Iodine Clock Reactions
1. Hydrogen Peroxide & Iodide
Oxidation: 2I–(aq) → I2 (aq) + 2e–
Reduction: 2H+(aq) + H2O2 (aq) + 2e– → 2H2O (l)
Overall Ionic: 2H+(aq) + H2O2 (aq) + 2I–(aq) → 2H2O (l) + I2 (aq)
Starch; turns blue-black (or black) in the presence of iodine.
Step 1: Measure out 10 cm3 of sodium iodide, hydrogen peroxide, sulfuric acid and sodium thiosulfate into separate beakers. Measure out 2 cm3 of starch solution into a separate beaker. Ensure that there are more moles of iodide than thiosulfate.
Step 2: Mix all the solutions in a single container and start the timer immediately. (Note: you can premix some solutions, provided the final trigger reactant is added at time zero).
Step 3: Time how long it takes for the blue/black colour to appear. This is the end point.
Step 4: Repeat the experiment with different concentrations of sodium iodide (by varying volume and topping up with distilled water to keep total volume constant). All other concentrations and temperature must be constant.
Step 5: Calculate the rate of reaction using 1/time.
Step 6: Calculate the new concentration of iodide ions in the mixture for each run.
Step 7: Plot a graph of Rate vs [I–]. A straight line through the origin indicates first order; a curve suggests second order.
2. Iodide & Persulfate Clock
2I− + S2O82− → I2 + 2SO42−
Iodine is reduced by thiosulfate ions (S2O32-), which are oxidised to form S4O62-. Sodium iodide, potassium persulfate and sodium thiosulfate are all reacted together in a container.
There would be no visible change for a period of time, and then the solution would suddenly change from colourless to blue/black.
Explanation: The iodine produced in the main reaction reacts immediately with the thiosulfate ions present to reform iodide. The iodine concentration remains effectively zero until all the thiosulfate is consumed. Once the thiosulfate is used up, the iodine accumulates and reacts with the starch indicator.
Sodium Iodide.
If there is more thiosulfate present than iodide (or more specifically, than the limiting reagent of the main reaction can produce iodine for), you would never run out of thiosulfate. Consequently, the iodine concentration would never rise above zero, and the blue-black colour would never appear.
The following results were obtained for repeating the reaction multiple times.

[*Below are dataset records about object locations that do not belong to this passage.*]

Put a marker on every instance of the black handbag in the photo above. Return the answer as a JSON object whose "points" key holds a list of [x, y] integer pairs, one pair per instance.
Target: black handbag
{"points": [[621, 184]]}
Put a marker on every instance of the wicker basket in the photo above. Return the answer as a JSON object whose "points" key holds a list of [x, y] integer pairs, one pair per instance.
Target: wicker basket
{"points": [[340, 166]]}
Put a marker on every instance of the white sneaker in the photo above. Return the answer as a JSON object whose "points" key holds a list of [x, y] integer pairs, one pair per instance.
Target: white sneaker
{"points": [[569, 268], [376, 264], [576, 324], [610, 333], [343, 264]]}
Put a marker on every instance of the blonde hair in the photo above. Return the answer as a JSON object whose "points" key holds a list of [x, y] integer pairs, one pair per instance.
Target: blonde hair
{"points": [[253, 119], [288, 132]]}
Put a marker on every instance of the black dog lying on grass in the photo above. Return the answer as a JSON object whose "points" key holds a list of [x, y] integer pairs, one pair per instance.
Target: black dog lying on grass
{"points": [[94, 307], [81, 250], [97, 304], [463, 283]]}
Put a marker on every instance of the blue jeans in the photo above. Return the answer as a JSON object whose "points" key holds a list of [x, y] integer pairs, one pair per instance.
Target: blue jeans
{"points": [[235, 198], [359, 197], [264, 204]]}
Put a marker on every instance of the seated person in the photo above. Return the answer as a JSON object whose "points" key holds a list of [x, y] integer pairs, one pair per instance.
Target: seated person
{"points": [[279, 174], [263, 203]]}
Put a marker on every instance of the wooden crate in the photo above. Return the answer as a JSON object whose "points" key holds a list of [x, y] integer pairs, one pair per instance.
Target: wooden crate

The concentration of all the stock solutions used was 0.5 mol dm-3. Construct a graph showing the effect of concentration on rate of reaction and determine the order of reaction with respect to iodide ions.
| Volume / cm3 | ||||
|---|---|---|---|---|
| Exp 1 | Exp 2 | Exp 3 | Exp 4 | |
| NaI | 15 | 20 | 25 | 30 |
| S2O82- | 5 | 5 | 5 | 5 |
| S2O32- | 10 | 10 | 10 | 10 |
| H2O | 15 | 10 | 5 | 0 |
| Starch | 2 | 2 | 2 | 2 |
| Time / s | 130 | 85 | 66 | 55 |
Step 1: Calculate Concentrations and Rates
| [NaI] / mol dm-3 | Rate (1/t) / s-1 |
|---|---|
| 0.160 | 0.00769 |
| 0.213 | 0.01176 |
| 0.266 | 0.01515 |
| 0.319 | 0.01818 |
Step 2: Plot Graph
Conclusion:
The order of reaction is First Order. As the concentration of iodide ions increases, the rate of reaction increases proportionally (straight line through the origin).